En cuerpo y alma
Desde su aspecto más espurio, como materia muerta, hasta en su apogeo de juventud y belleza, encarnada por la joven Margarita, el cuerpo es uno de los temas centrales del Fausto de Sokurov.
Cineasta inmenso, autor de una obra que abarca tanto ficción como una forma del documental que él llama “elegías” (de las cuales el DocBuenosAires exhibió el año pasado una selección de títulos inéditos en Argentina), el director de El arca rusa no había tenido hasta ahora, sin embargo, un premio de la envergadura del León de Oro de la Mostra de Venecia. Y le llegó con este Fausto, inspirado en el poema dramático de Goethe, que cierra a su vez –según el propio Aleksandr Sokurov– la llamada “Tetralogía del poder”, un proyecto de una gravedad wagneriana y de un grado de ambición inusual en el cine contemporáneo.
En 1999, la serie se inició con Moloch, un film consagrado a unos momentos banales en la vida íntima de Adolf Hitler, en su casa de descanso en las montañas. Luego, en 2001, con Taurus, le llegó el turno a Vladimir Ilianovich Lenin; y en el 2005, con El sol, al emperador japonés Hirohito, que en la soledad del poder, consumido por la visión del horror de ver a Tokio en ruinas, resigna su condición de “Dios encarnado”. Ahora en Fausto, Sokurov vuelve al mito de origen, a ese hombre capaz de firmar un pacto con el mismísimo diablo con tal de satisfacer sus deseos.
A diferencia de la obra de Goethe y de la legendaria versión cinematográfica anterior, filmada en 1926, durante el período mudo por el gran Friedrich Wilhelm Murnau, aquí sin embargo ese pacto llega casi al final del film, cuando Fausto (Johannes Zeiler) ya está extenuado y entregado a las intrigas de Mefistófeles (Andon Adasinsky), que se presenta bajo el disfraz de un usurero, en una pequeña ciudad alemana de aspecto vagamente medieval, con algunos anacronismos que remiten a la sucesión de guerras desatadas por el Imperio Austrohúngaro. La mujer del usurero (interpretada por Hanna Schygulla, que supo ser la musa de Fassbinder) semeja a su vez un extraño reptil, envuelta en una capa que parece hecha de escamas.
Como Hitler, Lenin e Hirohito en los films anteriores, el Fausto de Sokurov parece un personaje inofensivo, débil, abatido.
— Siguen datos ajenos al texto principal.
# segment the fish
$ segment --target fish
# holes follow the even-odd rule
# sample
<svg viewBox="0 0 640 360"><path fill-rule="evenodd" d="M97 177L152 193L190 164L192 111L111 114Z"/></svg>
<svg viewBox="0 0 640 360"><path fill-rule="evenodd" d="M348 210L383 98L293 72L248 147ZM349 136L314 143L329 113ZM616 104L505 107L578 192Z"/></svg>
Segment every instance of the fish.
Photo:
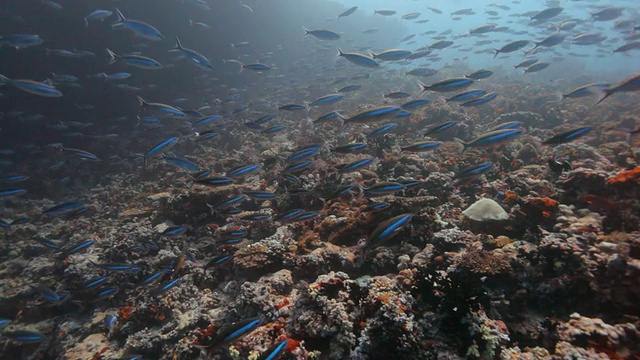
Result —
<svg viewBox="0 0 640 360"><path fill-rule="evenodd" d="M124 27L146 40L160 41L164 39L164 35L158 29L140 20L127 20L118 8L116 8L116 15L118 15L118 21L111 25L112 27Z"/></svg>
<svg viewBox="0 0 640 360"><path fill-rule="evenodd" d="M152 147L151 149L147 150L147 152L144 153L144 166L145 167L147 166L147 162L149 158L162 153L162 151L164 150L168 150L169 148L173 147L175 144L178 143L178 140L179 140L178 137L170 137L167 140L164 140L161 143L157 144L156 146Z"/></svg>
<svg viewBox="0 0 640 360"><path fill-rule="evenodd" d="M0 48L3 45L11 46L16 50L42 45L44 40L40 35L16 34L0 37Z"/></svg>
<svg viewBox="0 0 640 360"><path fill-rule="evenodd" d="M466 87L471 86L474 80L468 78L451 78L442 81L438 81L431 85L425 85L420 83L422 87L422 92L425 91L437 91L437 92L449 92L449 91L457 91L460 89L464 89Z"/></svg>
<svg viewBox="0 0 640 360"><path fill-rule="evenodd" d="M526 67L524 69L524 73L528 74L528 73L532 73L532 72L538 72L538 71L541 71L541 70L544 70L544 69L548 68L549 65L551 65L551 64L539 61L537 63L531 64L530 66Z"/></svg>
<svg viewBox="0 0 640 360"><path fill-rule="evenodd" d="M62 151L64 152L65 155L74 157L76 159L86 160L86 161L100 161L100 158L98 158L95 154L92 154L85 150L63 147Z"/></svg>
<svg viewBox="0 0 640 360"><path fill-rule="evenodd" d="M142 280L140 282L140 285L148 285L148 284L154 283L155 281L160 279L165 274L169 274L171 272L172 272L172 270L170 270L170 269L162 269L162 270L156 271L155 273L151 274L150 276L144 278L144 280Z"/></svg>
<svg viewBox="0 0 640 360"><path fill-rule="evenodd" d="M404 91L394 91L388 94L384 94L382 97L384 97L385 99L405 99L410 96L411 94L406 93Z"/></svg>
<svg viewBox="0 0 640 360"><path fill-rule="evenodd" d="M496 144L501 144L507 141L511 141L517 137L522 135L521 129L504 129L488 132L478 136L477 138L471 140L470 142L464 142L462 140L458 141L464 146L464 150L468 148L474 147L484 147L484 146L492 146Z"/></svg>
<svg viewBox="0 0 640 360"><path fill-rule="evenodd" d="M373 203L373 204L367 205L364 209L362 209L362 211L363 212L382 211L382 210L388 209L390 206L391 204L388 202Z"/></svg>
<svg viewBox="0 0 640 360"><path fill-rule="evenodd" d="M342 94L329 94L321 96L308 104L308 106L319 106L319 105L327 105L333 104L337 101L340 101L344 98Z"/></svg>
<svg viewBox="0 0 640 360"><path fill-rule="evenodd" d="M202 125L206 125L206 124L210 124L214 121L220 120L222 119L222 116L220 115L209 115L209 116L205 116L202 119L194 122L193 124L191 124L192 127L198 127L198 126L202 126Z"/></svg>
<svg viewBox="0 0 640 360"><path fill-rule="evenodd" d="M564 41L565 37L566 35L560 34L560 33L551 34L539 42L534 42L535 46L527 50L525 53L527 54L533 53L540 46L552 47L552 46L559 45Z"/></svg>
<svg viewBox="0 0 640 360"><path fill-rule="evenodd" d="M331 151L339 154L347 154L347 153L360 152L361 150L364 150L367 147L368 145L366 143L351 143L351 144L337 146L333 148L333 150Z"/></svg>
<svg viewBox="0 0 640 360"><path fill-rule="evenodd" d="M400 108L403 110L415 110L429 104L431 104L431 100L429 99L416 99L400 105Z"/></svg>
<svg viewBox="0 0 640 360"><path fill-rule="evenodd" d="M107 299L107 298L114 297L119 292L120 292L120 288L117 287L117 286L113 286L113 287L104 289L104 290L100 291L95 296L95 298L93 299L93 302L97 302L97 301L100 301L100 300L104 300L104 299Z"/></svg>
<svg viewBox="0 0 640 360"><path fill-rule="evenodd" d="M355 53L355 52L343 52L341 49L338 49L338 56L347 59L349 62L356 64L358 66L368 67L368 68L377 68L380 66L375 59L371 56Z"/></svg>
<svg viewBox="0 0 640 360"><path fill-rule="evenodd" d="M271 67L269 65L265 65L262 63L253 63L253 64L243 64L240 63L241 65L241 70L253 70L253 71L267 71L267 70L271 70Z"/></svg>
<svg viewBox="0 0 640 360"><path fill-rule="evenodd" d="M621 7L607 7L602 10L591 13L593 21L609 21L618 18L622 15L624 8Z"/></svg>
<svg viewBox="0 0 640 360"><path fill-rule="evenodd" d="M286 111L299 111L299 110L306 110L307 107L304 105L298 105L298 104L286 104L286 105L280 105L278 106L278 110L286 110Z"/></svg>
<svg viewBox="0 0 640 360"><path fill-rule="evenodd" d="M180 39L178 38L178 36L176 36L175 38L176 38L176 46L170 51L179 51L187 59L191 60L197 67L206 71L213 71L213 65L211 65L211 62L209 61L209 59L207 59L204 55L200 54L195 50L191 50L183 47L182 44L180 43ZM244 65L243 65L243 68L244 68Z"/></svg>
<svg viewBox="0 0 640 360"><path fill-rule="evenodd" d="M187 116L187 114L185 114L184 111L178 109L177 107L167 105L167 104L162 104L162 103L150 103L144 100L141 96L138 96L138 102L140 103L140 106L145 108L159 110L174 116L182 116L182 117Z"/></svg>
<svg viewBox="0 0 640 360"><path fill-rule="evenodd" d="M531 65L533 65L533 64L535 64L537 62L538 62L537 58L526 58L526 59L522 60L520 63L514 65L513 67L515 69L527 68L527 67L529 67L529 66L531 66Z"/></svg>
<svg viewBox="0 0 640 360"><path fill-rule="evenodd" d="M552 19L552 18L560 15L560 13L562 11L564 11L564 8L559 7L559 6L547 8L547 9L541 10L540 12L538 12L535 15L531 16L531 21L536 21L536 22L547 21L549 19Z"/></svg>
<svg viewBox="0 0 640 360"><path fill-rule="evenodd" d="M259 200L275 199L277 197L277 194L275 193L272 193L270 191L260 191L260 190L245 191L244 194L252 199L259 199Z"/></svg>
<svg viewBox="0 0 640 360"><path fill-rule="evenodd" d="M272 126L270 128L266 128L266 129L262 130L260 133L261 134L274 134L274 133L280 132L282 130L285 130L286 128L287 127L284 126L284 125L274 125L274 126Z"/></svg>
<svg viewBox="0 0 640 360"><path fill-rule="evenodd" d="M431 134L437 134L437 133L443 132L451 127L456 126L457 124L458 124L457 121L447 121L445 123L434 125L424 133L424 136L429 136Z"/></svg>
<svg viewBox="0 0 640 360"><path fill-rule="evenodd" d="M163 68L162 64L160 64L157 60L148 58L146 56L133 54L118 55L110 49L107 49L107 54L109 54L109 64L113 64L116 61L121 61L129 66L137 67L144 70L159 70Z"/></svg>
<svg viewBox="0 0 640 360"><path fill-rule="evenodd" d="M220 201L217 204L214 205L210 205L207 204L207 206L213 211L215 209L224 209L226 207L232 206L232 205L237 205L241 202L243 202L244 200L247 199L247 195L245 194L240 194L240 195L236 195L236 196L232 196L230 198L228 198L227 200L224 201Z"/></svg>
<svg viewBox="0 0 640 360"><path fill-rule="evenodd" d="M412 70L406 72L405 74L407 76L411 75L411 76L429 77L429 76L433 76L433 75L435 75L437 73L438 73L437 70L430 69L430 68L415 68L415 69L412 69Z"/></svg>
<svg viewBox="0 0 640 360"><path fill-rule="evenodd" d="M378 136L382 136L386 133L388 133L389 131L395 129L398 127L398 123L388 123L385 124L377 129L374 129L372 132L370 132L369 134L367 134L367 138L376 138Z"/></svg>
<svg viewBox="0 0 640 360"><path fill-rule="evenodd" d="M394 216L378 225L369 236L369 243L380 243L396 236L413 219L414 214Z"/></svg>
<svg viewBox="0 0 640 360"><path fill-rule="evenodd" d="M317 119L313 120L313 123L314 124L321 124L321 123L325 123L327 121L331 121L331 120L334 120L334 119L342 119L342 118L343 118L342 114L340 114L337 111L332 111L330 113L324 114L324 115L318 117Z"/></svg>
<svg viewBox="0 0 640 360"><path fill-rule="evenodd" d="M633 41L630 43L626 43L620 47L617 47L615 50L613 50L614 53L618 53L618 52L627 52L629 50L637 50L640 49L640 41Z"/></svg>
<svg viewBox="0 0 640 360"><path fill-rule="evenodd" d="M382 9L382 10L374 10L373 13L374 14L378 14L378 15L382 15L382 16L391 16L391 15L395 15L397 13L397 11L389 10L389 9Z"/></svg>
<svg viewBox="0 0 640 360"><path fill-rule="evenodd" d="M522 125L523 123L521 121L508 121L506 123L502 123L500 125L496 125L492 127L491 129L489 129L488 132L505 130L505 129L515 129L515 128L521 127Z"/></svg>
<svg viewBox="0 0 640 360"><path fill-rule="evenodd" d="M344 12L340 13L340 15L338 15L338 18L349 16L349 15L353 14L354 12L356 12L356 10L358 10L357 6L351 7L349 9L345 10Z"/></svg>
<svg viewBox="0 0 640 360"><path fill-rule="evenodd" d="M604 99L608 98L613 94L620 93L620 92L634 92L639 90L640 90L640 73L637 73L635 75L632 75L622 80L617 84L614 84L602 89L602 93L604 95L600 98L600 100L598 100L596 105L600 104L602 101L604 101Z"/></svg>
<svg viewBox="0 0 640 360"><path fill-rule="evenodd" d="M603 42L607 36L597 33L581 33L573 37L571 41L575 45L595 45Z"/></svg>
<svg viewBox="0 0 640 360"><path fill-rule="evenodd" d="M470 107L470 106L478 106L478 105L482 105L482 104L486 104L489 101L495 99L496 97L498 97L498 94L495 92L490 92L490 93L486 93L482 96L479 96L475 99L471 99L468 101L463 102L462 104L460 104L460 106L466 106L466 107Z"/></svg>
<svg viewBox="0 0 640 360"><path fill-rule="evenodd" d="M429 45L429 49L442 50L442 49L448 48L451 45L453 45L453 41L451 41L451 40L440 40L440 41L436 41L433 44Z"/></svg>
<svg viewBox="0 0 640 360"><path fill-rule="evenodd" d="M364 158L348 164L339 164L337 168L338 171L342 174L356 172L365 166L371 165L371 163L373 163L373 160L373 158Z"/></svg>
<svg viewBox="0 0 640 360"><path fill-rule="evenodd" d="M0 85L9 84L16 89L22 90L29 94L38 95L48 98L62 97L62 92L52 85L48 85L35 80L12 80L0 74Z"/></svg>
<svg viewBox="0 0 640 360"><path fill-rule="evenodd" d="M338 40L340 39L340 34L333 32L331 30L309 30L304 29L304 36L311 35L320 40Z"/></svg>
<svg viewBox="0 0 640 360"><path fill-rule="evenodd" d="M473 80L480 80L480 79L486 79L491 75L493 75L493 71L482 69L482 70L474 71L469 75L465 75L464 77L468 79L473 79Z"/></svg>
<svg viewBox="0 0 640 360"><path fill-rule="evenodd" d="M549 139L543 141L542 144L543 145L564 144L586 135L589 131L591 131L591 129L592 129L591 126L583 126L573 130L569 130L561 134L550 137Z"/></svg>
<svg viewBox="0 0 640 360"><path fill-rule="evenodd" d="M362 124L368 122L381 121L390 117L395 117L402 109L398 106L382 106L365 110L350 118L345 119L346 124Z"/></svg>
<svg viewBox="0 0 640 360"><path fill-rule="evenodd" d="M227 177L230 177L230 178L245 177L247 175L255 173L260 169L262 169L262 165L260 164L241 165L229 170L229 172L227 173Z"/></svg>
<svg viewBox="0 0 640 360"><path fill-rule="evenodd" d="M105 19L111 17L113 15L113 11L111 10L102 10L97 9L92 11L89 15L84 17L84 25L89 27L89 21L99 20L104 21Z"/></svg>
<svg viewBox="0 0 640 360"><path fill-rule="evenodd" d="M374 59L380 59L382 61L397 61L406 59L409 55L411 55L411 51L404 49L389 49L377 54L372 53L371 57Z"/></svg>
<svg viewBox="0 0 640 360"><path fill-rule="evenodd" d="M362 85L348 85L343 88L340 88L337 92L339 93L354 92L354 91L360 90L360 88L362 88Z"/></svg>
<svg viewBox="0 0 640 360"><path fill-rule="evenodd" d="M562 99L575 99L590 96L598 93L597 88L603 89L611 86L611 84L587 84L579 86L566 94L562 94Z"/></svg>
<svg viewBox="0 0 640 360"><path fill-rule="evenodd" d="M314 219L314 218L316 218L318 216L320 216L320 213L318 213L318 212L305 211L305 212L303 212L301 214L298 214L298 215L292 217L291 219L289 219L289 221L291 221L291 222L306 221L306 220Z"/></svg>
<svg viewBox="0 0 640 360"><path fill-rule="evenodd" d="M422 15L419 12L412 12L412 13L408 13L408 14L404 14L402 15L402 20L415 20L417 18L420 17L420 15Z"/></svg>
<svg viewBox="0 0 640 360"><path fill-rule="evenodd" d="M92 289L92 288L94 288L94 287L96 287L96 286L98 286L98 285L100 285L100 284L104 283L104 282L105 282L105 281L107 281L107 280L108 280L108 278L107 278L107 277L100 277L100 278L97 278L97 279L95 279L95 280L89 281L88 283L85 283L84 285L82 285L82 286L80 287L80 289L82 289L82 290L89 290L89 289Z"/></svg>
Profesor sin cátedra ni recursos, cuando el film se abre lo encuentra diseccionando un cadáver y, preguntándose, entre todas esas vísceras viscosas, dónde puede ocultarse el alma. Pobre de toda pobreza, no tiene ni para comer y por eso cae fácilmente en las garras del usurero, que lo arrastra tras de sí, corrompiendo todo a su paso, en una travesía hipnótica, infinita, que recuerda un poco a la de El arca rusa, salvo que aquí el montaje reina y no hay planos secuencia.
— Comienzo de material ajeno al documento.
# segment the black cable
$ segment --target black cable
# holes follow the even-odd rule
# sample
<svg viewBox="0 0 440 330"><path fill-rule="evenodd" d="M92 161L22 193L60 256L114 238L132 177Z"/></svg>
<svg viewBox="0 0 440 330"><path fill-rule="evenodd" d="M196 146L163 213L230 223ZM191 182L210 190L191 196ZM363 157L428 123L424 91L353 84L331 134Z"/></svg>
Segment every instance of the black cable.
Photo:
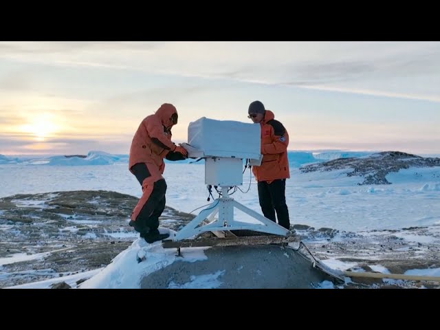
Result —
<svg viewBox="0 0 440 330"><path fill-rule="evenodd" d="M250 182L252 179L252 171L251 171L251 169L250 169L251 167L252 166L249 166L249 186L248 187L248 190L245 192L245 191L243 191L241 189L240 189L240 187L236 187L239 189L239 190L240 190L243 194L247 194L248 192L249 191L249 190L250 189Z"/></svg>
<svg viewBox="0 0 440 330"><path fill-rule="evenodd" d="M294 249L295 251L299 251L300 250L301 248L304 248L305 250L307 250L307 252L309 252L309 254L311 256L311 257L314 258L314 260L318 263L318 261L315 258L315 257L314 256L314 255L311 254L311 252L310 252L310 250L309 250L309 248L305 246L305 244L304 244L304 243L302 243L302 241L300 241L300 245L298 247L298 249L296 249L295 248L292 248L292 249Z"/></svg>
<svg viewBox="0 0 440 330"><path fill-rule="evenodd" d="M215 208L215 207L217 206L217 204L219 204L219 200L217 199L217 203L215 204L215 205L214 205L214 206L212 206L212 208L206 208L205 210L210 210L211 208ZM189 213L189 214L190 214L191 213L192 213L192 212L193 212L194 211L195 211L196 210L199 210L199 208L203 208L203 207L204 207L204 206L208 206L208 205L210 205L210 204L202 205L202 206L200 206L199 208L195 208L195 209L194 209L194 210L192 210L191 212L190 212L190 213Z"/></svg>

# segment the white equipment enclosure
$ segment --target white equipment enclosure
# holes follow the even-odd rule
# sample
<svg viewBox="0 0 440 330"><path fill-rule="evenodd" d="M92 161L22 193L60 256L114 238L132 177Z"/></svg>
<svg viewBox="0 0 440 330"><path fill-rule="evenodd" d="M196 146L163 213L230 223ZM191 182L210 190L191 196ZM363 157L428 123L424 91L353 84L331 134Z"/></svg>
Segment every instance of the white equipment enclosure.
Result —
<svg viewBox="0 0 440 330"><path fill-rule="evenodd" d="M243 160L259 165L260 125L203 117L190 122L188 143L182 145L190 158L205 160L205 184L221 188L221 196L199 213L173 238L180 241L204 232L248 230L287 236L290 232L228 196L228 190L243 184ZM234 219L234 208L258 220L258 223ZM218 219L215 215L219 213ZM202 224L205 219L207 224Z"/></svg>

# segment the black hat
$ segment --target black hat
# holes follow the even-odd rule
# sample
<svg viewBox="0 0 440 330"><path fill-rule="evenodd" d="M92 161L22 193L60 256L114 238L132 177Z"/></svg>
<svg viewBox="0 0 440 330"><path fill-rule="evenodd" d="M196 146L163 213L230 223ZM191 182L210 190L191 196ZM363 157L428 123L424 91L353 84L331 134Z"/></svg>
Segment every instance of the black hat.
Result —
<svg viewBox="0 0 440 330"><path fill-rule="evenodd" d="M260 101L254 101L249 104L249 110L248 113L264 113L266 110L264 109L264 104Z"/></svg>

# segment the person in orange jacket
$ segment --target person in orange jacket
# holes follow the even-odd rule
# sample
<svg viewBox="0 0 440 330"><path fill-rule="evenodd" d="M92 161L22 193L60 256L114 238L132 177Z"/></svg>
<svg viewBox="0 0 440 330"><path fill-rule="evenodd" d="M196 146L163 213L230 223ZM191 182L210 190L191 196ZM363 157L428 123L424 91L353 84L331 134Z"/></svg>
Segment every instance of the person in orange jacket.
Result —
<svg viewBox="0 0 440 330"><path fill-rule="evenodd" d="M258 182L258 199L264 216L285 228L290 229L289 210L286 204L286 179L290 177L287 146L289 134L274 113L266 110L260 101L249 105L248 118L261 126L261 164L252 166Z"/></svg>
<svg viewBox="0 0 440 330"><path fill-rule="evenodd" d="M177 124L177 119L175 107L164 103L154 114L144 118L130 147L129 169L142 187L142 195L129 224L150 243L169 236L168 234L160 234L157 229L166 201L164 158L175 161L188 157L184 147L171 141L171 128Z"/></svg>

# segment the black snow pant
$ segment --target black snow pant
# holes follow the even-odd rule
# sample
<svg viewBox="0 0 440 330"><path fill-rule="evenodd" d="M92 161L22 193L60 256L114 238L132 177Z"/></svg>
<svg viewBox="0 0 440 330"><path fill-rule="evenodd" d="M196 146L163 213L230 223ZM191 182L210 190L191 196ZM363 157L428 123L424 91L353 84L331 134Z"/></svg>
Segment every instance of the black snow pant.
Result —
<svg viewBox="0 0 440 330"><path fill-rule="evenodd" d="M278 179L270 184L267 184L265 181L260 181L258 183L258 188L260 206L264 216L276 222L275 220L275 212L276 212L278 224L289 230L289 210L285 197L286 179Z"/></svg>
<svg viewBox="0 0 440 330"><path fill-rule="evenodd" d="M131 170L141 186L144 180L151 175L148 168L143 163L136 164L131 168ZM166 182L164 179L154 182L153 191L145 201L135 221L130 221L130 226L140 233L141 237L145 236L148 233L159 234L157 230L159 217L165 209L166 192Z"/></svg>

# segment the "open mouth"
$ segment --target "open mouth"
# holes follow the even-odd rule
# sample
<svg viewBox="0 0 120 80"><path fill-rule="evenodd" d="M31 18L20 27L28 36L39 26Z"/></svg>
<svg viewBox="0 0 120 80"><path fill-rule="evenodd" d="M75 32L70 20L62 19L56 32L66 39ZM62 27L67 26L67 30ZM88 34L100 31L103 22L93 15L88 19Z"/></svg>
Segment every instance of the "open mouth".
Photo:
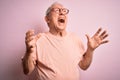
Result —
<svg viewBox="0 0 120 80"><path fill-rule="evenodd" d="M65 23L65 20L64 19L58 19L58 22Z"/></svg>

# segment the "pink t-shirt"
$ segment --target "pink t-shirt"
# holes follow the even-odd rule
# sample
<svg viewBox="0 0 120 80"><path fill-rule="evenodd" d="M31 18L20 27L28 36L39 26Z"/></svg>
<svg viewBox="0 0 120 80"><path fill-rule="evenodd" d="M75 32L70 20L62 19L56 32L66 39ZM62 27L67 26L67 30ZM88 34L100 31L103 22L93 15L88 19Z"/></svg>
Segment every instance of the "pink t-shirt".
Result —
<svg viewBox="0 0 120 80"><path fill-rule="evenodd" d="M58 37L49 32L42 33L36 45L35 80L79 80L78 63L84 46L75 34Z"/></svg>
Cineasta reconocido por sus preocupaciones espirituales, en Fausto, sin embargo, Sokurov es capaz de una carnalidad sorprendente. El cuerpo humano –desde su aspecto más repugnante y espurio, como materia muerta, hasta en su apogeo de juventud y belleza, encarnada por la joven Margarita– es sin duda uno de los temas centrales del film. Hay un erotismo que era desconocido hasta ahora en el cine de Sokurov. La impresionante fotografía digital del francés Bruno Delbonnel –con esas imágenes deformadas por lentes anamórficos que son una marca del cine de Sokurov– interpreta plásticamente ambos extremos.
Y el pacto que finalmente condena a Fausto a vagar por los infiernos (filmados en un paisaje impresionante, de auténticos géiseres) no es por el dinero ni por una juventud eterna, sino simplemente por poder pasar una noche a solas con su amada Margarita. El hombre, parece decir Sokurov, tiene ambiciones más modestas de las que confiesa.